These days it seems like everyone is rushing to market with something “disruptive” or “epic.”
They promise that their product or service
will fundamentally change the way we eat, sleep, do business, you name it. But
you don’t need to do something completely revolutionary to change the world.
You just need to be different than everyone
else. And you need to do that different thing better.
If you’re vying to position yourself in a category that already exists, you’ll find yourself on an endless hamster wheel, running at full speed without really getting anywhere.

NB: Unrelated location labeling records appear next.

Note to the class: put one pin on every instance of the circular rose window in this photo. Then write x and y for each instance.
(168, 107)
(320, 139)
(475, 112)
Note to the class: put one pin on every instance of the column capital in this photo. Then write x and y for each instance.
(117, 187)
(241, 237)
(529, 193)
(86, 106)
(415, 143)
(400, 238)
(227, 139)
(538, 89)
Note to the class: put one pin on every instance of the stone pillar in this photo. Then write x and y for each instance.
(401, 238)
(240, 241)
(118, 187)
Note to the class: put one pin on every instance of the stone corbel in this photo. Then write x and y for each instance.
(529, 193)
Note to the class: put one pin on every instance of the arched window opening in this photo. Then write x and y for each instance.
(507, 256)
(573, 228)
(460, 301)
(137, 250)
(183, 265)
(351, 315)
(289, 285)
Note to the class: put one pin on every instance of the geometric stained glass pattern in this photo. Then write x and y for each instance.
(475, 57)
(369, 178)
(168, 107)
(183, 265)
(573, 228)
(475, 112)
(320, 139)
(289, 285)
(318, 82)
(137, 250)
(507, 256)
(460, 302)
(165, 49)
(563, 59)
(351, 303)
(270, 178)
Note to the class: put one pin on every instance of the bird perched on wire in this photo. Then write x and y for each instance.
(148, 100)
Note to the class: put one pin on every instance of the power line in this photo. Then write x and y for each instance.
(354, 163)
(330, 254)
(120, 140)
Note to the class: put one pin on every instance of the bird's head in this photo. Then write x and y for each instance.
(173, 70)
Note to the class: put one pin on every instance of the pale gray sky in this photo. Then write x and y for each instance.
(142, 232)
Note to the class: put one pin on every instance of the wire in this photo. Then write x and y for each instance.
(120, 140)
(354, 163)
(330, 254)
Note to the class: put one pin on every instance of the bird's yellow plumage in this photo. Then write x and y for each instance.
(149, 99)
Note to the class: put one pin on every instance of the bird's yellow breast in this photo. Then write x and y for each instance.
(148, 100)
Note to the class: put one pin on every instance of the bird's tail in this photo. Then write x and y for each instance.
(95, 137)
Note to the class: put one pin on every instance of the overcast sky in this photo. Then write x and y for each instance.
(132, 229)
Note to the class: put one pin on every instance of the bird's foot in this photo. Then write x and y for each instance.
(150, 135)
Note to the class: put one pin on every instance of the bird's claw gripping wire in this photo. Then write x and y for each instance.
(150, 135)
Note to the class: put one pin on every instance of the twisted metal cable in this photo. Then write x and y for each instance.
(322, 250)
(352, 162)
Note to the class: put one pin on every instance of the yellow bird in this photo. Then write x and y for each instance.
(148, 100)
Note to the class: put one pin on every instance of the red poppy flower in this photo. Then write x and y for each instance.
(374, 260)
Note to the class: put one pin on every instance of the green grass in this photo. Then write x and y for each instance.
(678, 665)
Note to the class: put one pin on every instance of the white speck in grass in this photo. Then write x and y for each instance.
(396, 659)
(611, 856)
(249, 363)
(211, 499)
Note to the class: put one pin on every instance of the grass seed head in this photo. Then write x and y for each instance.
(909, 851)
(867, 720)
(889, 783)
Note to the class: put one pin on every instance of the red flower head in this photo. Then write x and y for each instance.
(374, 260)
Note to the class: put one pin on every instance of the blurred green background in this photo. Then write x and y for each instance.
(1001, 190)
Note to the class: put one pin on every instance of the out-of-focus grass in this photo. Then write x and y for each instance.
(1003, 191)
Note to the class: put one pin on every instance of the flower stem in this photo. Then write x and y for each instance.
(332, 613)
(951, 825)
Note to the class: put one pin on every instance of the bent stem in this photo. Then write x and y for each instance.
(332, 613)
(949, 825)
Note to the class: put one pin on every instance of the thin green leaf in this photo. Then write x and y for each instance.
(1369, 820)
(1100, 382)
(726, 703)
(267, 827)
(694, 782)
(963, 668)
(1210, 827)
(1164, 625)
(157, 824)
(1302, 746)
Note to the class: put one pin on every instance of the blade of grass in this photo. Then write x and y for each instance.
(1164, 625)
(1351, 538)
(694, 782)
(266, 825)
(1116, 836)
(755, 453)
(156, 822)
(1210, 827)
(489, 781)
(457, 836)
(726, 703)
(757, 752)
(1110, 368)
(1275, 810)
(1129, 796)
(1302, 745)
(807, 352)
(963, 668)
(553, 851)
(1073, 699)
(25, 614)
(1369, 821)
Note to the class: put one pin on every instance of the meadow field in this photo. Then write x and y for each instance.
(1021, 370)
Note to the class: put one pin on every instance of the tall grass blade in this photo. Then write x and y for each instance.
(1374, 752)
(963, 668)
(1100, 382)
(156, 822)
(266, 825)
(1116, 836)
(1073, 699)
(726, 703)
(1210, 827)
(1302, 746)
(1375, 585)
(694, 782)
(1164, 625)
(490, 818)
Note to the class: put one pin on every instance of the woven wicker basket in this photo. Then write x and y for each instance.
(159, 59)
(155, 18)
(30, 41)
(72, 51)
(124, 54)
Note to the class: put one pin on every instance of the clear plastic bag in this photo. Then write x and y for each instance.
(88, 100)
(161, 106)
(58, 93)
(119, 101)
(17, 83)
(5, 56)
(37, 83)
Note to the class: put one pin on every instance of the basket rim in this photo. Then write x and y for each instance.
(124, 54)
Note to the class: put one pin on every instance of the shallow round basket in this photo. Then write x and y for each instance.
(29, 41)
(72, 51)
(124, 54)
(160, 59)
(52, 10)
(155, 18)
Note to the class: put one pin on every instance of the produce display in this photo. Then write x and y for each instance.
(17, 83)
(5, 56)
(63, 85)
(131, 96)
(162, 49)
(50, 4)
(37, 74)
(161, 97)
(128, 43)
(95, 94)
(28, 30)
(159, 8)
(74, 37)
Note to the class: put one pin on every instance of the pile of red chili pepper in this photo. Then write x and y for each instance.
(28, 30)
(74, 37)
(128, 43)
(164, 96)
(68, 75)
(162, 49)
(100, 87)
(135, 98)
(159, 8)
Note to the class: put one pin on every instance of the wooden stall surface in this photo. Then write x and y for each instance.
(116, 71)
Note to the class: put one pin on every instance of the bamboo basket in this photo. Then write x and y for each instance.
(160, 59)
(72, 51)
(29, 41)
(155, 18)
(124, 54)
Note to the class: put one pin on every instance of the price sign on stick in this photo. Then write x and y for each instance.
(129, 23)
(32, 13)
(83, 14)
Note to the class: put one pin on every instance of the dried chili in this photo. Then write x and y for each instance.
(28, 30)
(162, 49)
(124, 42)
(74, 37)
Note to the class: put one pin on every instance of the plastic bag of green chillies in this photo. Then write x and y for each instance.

Take the story of Debra Sterling, the founder
of GoldieBlox, who studied engineering and product design at Stanford
University, Debra saw the lack of toy building blocks for girls as a golden
opportunity to fill an unmet need and
expose young women to the field of engineering. After she faced rejection from
the traditional toy industry and the male-centric world of venture capital,
Debra brought her idea to the masses by starting a massively popular
Kickstarter campaign. And today, her company has sold more than one million
toys worldwide.
Because she wrote her own rules rather than
chasing share of the existing market, she successfully reimagined the toy
category from a brand new, female point of view.
And she dominated the category.
This stems from my podcast
episode with Praxis students about category design. Here’s the most
important thing from our conversation:
Focus on category
design, not category creation.
Once you’ve found your place in the market, your next step
is to bare your teeth and niche down.
Get this: it’s not the first mover who wins.
No, the winner is always the first company that convinces
the world to see the problem and acknowledge
their solution. It’s the guys who use their unique point of view to drive
the world from where it is today to where they want it to be.
One Praxis student brought my attention to a great example
of this: Hydrox versus Oreo.
Hydrox was a cream-filled sandwich cookie that debuted in
1908. If you’re not familiar, that’s probably because just four years later,
Oreos—an incredibly similar sandwich cookie—came onto the scene. They were an
immediate success. So popular, in fact, that people forgot about Hydrox, which
was eventually perceived as the imitator of Oreos, rather than the originator.
This story illustrates the importance of category design
over category creation. Oreos didn’t create the cream-filled sandwich cookie
category, but still ended up relegating Hydrox to an obscure footnote in
history.
Remember that you don’t need to create an entirely new
category—you just need to design it differently than your predecessors.
Then calculate your
unique “Magic Triangle.”
One of the biggest, most boneheaded mistakes I’ve seen in
the business world is the belief that the best product wins.
I’ve actually heard CEOs say, “We make shit, we sell shit,
and everything else is bullshit.” But this mentality of “my widget is
better than your widget” is for followers, not leaders.
Legendary success requires that you design a great product
and a great company and a unique category. We call this
winning triad the Magic Triangle[1] [2] of product design.
Many entrepreneurs spend the bulk of their time obsessing
over what they plan to sell (their product design) and their business model
(their company design). But focusing on these inputs without thinking long and
hard about the category design isn’t a winning strategy.
If you and your company don’t stand for something unique,
you’ve relegated yourself to mediocrity.
Your business may become profitable, but it won’t ever
become truly legendary.
Remember: you have
to convince the world.
But even with your magic triangle, success isn’t
guaranteed because products can’t speak for themselves. Think about the wheel,
which was originally used for pottery. It took 300 years after the wheel’s
invention for anyone to use it for transportation.
Someone needed to step up and teach the world a new way to
look at the wheel.
Likewise, you need to become an evangelist. Luckily,
spreading the word about your product won’t be hard if you’ve done category
design correctly. It should be easy to articulate how your invention solves a
problem that people didn’t even know they had.
And to convince the world of your product’s merit, timing
matters.
Was the timing already right for Cubism, or did Picasso
make the timing ripe for Cubism? Well, because he got the category design right
and nailed his magic triangle, he got the world to believe that Cubism was a
new kind of art.
And he found the world was ready and receptive.
It’s hard to predict when something will take off, but
there’s a classic analysis technique that states: Just ask “why” seven times.
By delving deeper into the reasons why the world needs a new solution, you
force yourself to stay open and keep digging until you hit “paydirt.”
By shifting your mindset in this way, you have the power
to move the needle, to change how the world thinks about things.
Legends have the courage to be different. If you focus on the exponential value of what makes you different rather than the incremental value of what makes you better, you’ll be well on your way to excellence.